JWT: Structure and Validation
A JSON Web Token (JWT) is a base64url-encoded JSON structure used to represent claims between two parties. It is self-contained: the server does not need a session store to validate it. All information needed for validation is in the token itself, including the algorithm used to sign it. That design decision is the source of most JWT vulnerabilities.
Structure
A JWT consists of three base64url-encoded sections separated by dots:
header.payload.signature
The header is a JSON object specifying the token type and signing algorithm:
{"alg": "HS256", "typ": "JWT"}
The payload contains claims: statements about the subject and additional metadata. Registered claim names defined by RFC 7519 include sub (subject), iss (issuer), exp (expiration time), iat (issued at), and aud (audience). Applications add their own claims alongside these.
The signature is computed over the concatenated base64url-encoded header and payload:
HMACSHA256(base64url(header) + "." + base64url(payload), secret)

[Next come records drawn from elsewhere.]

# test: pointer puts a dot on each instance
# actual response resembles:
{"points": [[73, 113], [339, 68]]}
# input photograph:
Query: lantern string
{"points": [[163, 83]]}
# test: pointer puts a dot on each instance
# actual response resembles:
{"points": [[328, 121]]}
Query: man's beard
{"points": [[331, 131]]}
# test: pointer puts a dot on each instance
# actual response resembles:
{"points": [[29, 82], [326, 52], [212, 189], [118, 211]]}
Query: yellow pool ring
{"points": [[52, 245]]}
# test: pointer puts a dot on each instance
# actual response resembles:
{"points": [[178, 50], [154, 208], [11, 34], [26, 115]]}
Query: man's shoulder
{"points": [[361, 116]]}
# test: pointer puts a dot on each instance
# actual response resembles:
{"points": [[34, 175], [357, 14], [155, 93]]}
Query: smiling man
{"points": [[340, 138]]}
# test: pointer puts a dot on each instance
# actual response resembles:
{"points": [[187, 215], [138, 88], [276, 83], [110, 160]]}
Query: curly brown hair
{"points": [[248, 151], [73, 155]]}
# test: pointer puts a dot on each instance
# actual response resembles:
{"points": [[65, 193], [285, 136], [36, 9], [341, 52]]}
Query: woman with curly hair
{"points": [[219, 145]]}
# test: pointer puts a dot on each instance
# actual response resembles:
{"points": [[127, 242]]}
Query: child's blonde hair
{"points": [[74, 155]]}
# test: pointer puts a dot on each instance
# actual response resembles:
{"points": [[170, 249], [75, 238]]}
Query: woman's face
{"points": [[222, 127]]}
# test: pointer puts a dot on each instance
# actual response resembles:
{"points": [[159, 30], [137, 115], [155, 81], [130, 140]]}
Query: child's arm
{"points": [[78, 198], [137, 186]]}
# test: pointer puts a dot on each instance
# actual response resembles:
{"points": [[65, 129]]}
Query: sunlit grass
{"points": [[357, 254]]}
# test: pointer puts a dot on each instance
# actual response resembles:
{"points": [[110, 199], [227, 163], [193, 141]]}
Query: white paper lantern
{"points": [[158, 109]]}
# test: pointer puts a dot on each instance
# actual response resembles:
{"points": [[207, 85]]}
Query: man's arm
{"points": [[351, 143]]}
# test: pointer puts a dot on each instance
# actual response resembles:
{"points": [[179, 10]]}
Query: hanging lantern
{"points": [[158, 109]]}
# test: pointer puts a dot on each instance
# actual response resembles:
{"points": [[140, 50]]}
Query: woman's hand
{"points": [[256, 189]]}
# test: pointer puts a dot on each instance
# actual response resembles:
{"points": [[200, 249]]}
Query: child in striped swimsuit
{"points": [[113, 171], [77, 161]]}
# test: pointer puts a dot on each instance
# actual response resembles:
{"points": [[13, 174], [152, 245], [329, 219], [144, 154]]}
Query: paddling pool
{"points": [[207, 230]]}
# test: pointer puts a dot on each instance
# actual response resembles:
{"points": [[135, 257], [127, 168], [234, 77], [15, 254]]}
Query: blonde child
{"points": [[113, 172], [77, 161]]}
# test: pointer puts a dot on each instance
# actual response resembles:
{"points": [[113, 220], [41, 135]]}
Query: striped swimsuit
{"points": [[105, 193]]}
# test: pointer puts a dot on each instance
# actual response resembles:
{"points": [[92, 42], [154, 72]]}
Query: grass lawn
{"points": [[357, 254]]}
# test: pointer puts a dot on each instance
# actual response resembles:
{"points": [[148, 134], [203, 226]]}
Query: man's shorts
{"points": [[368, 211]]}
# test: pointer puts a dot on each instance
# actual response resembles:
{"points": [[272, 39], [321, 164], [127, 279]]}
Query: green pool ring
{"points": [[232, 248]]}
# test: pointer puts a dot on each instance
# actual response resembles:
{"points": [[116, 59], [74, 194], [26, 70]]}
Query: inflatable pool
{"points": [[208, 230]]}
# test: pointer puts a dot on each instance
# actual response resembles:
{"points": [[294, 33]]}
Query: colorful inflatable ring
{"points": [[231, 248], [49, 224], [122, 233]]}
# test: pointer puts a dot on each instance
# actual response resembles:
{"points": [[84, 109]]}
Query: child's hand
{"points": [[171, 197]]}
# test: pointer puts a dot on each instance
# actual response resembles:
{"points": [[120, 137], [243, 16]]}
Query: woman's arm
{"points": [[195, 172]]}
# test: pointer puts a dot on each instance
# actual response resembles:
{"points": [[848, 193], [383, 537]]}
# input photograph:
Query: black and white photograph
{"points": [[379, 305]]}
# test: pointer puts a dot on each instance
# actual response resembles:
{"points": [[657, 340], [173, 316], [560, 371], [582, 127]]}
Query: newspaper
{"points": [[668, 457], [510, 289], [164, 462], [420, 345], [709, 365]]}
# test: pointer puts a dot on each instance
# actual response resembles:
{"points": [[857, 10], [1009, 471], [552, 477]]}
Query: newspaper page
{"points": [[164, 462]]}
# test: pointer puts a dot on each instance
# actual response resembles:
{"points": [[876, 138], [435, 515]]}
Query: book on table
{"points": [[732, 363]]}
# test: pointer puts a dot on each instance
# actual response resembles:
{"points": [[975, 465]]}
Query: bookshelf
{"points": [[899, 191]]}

For asymmetric algorithms such as RS256, the signature is computed with the private key and verified with the public key.
What Correct Validation Looks Like
A library validating a JWT must perform all of the following steps, in this order:
- Parse the header and extract the
algfield. - Verify that the algorithm in the header matches an algorithm the application has configured as acceptable. If the application expects RS256, tokens claiming HS256 or
nonemust be rejected before any signature verification attempt. - Retrieve the appropriate key for the algorithm and verify the signature over the header and payload. If signature verification fails, reject the token.
- Verify the
expclaim is in the future. - Verify the
issclaim matches the expected issuer. - Verify the
audclaim matches the expected audience. - Trust the payload claims only after all of the above pass.
Step 2 is where most historical JWT vulnerabilities originate. Early library implementations read the algorithm from the header and passed it directly to the verification function without checking whether it was acceptable. The token itself was trusted to declare how it should be verified.
Stateless Verification and Its Costs
Because the server does not store sessions, a valid JWT cannot be individually revoked before its expiration time. If a token is stolen or a user's access should be terminated immediately, the server has no mechanism to invalidate that specific token. Revocation requires either a token blocklist (which reintroduces server-side state) or very short expiration windows combined with refresh tokens.
Short-lived access tokens with longer-lived refresh tokens is the standard pattern. The access token expires in minutes; the refresh token, stored more carefully, is used to obtain new access tokens. Revoking the refresh token prevents further access token issuance, bounding the window of misuse to the remaining lifetime of the last issued access token.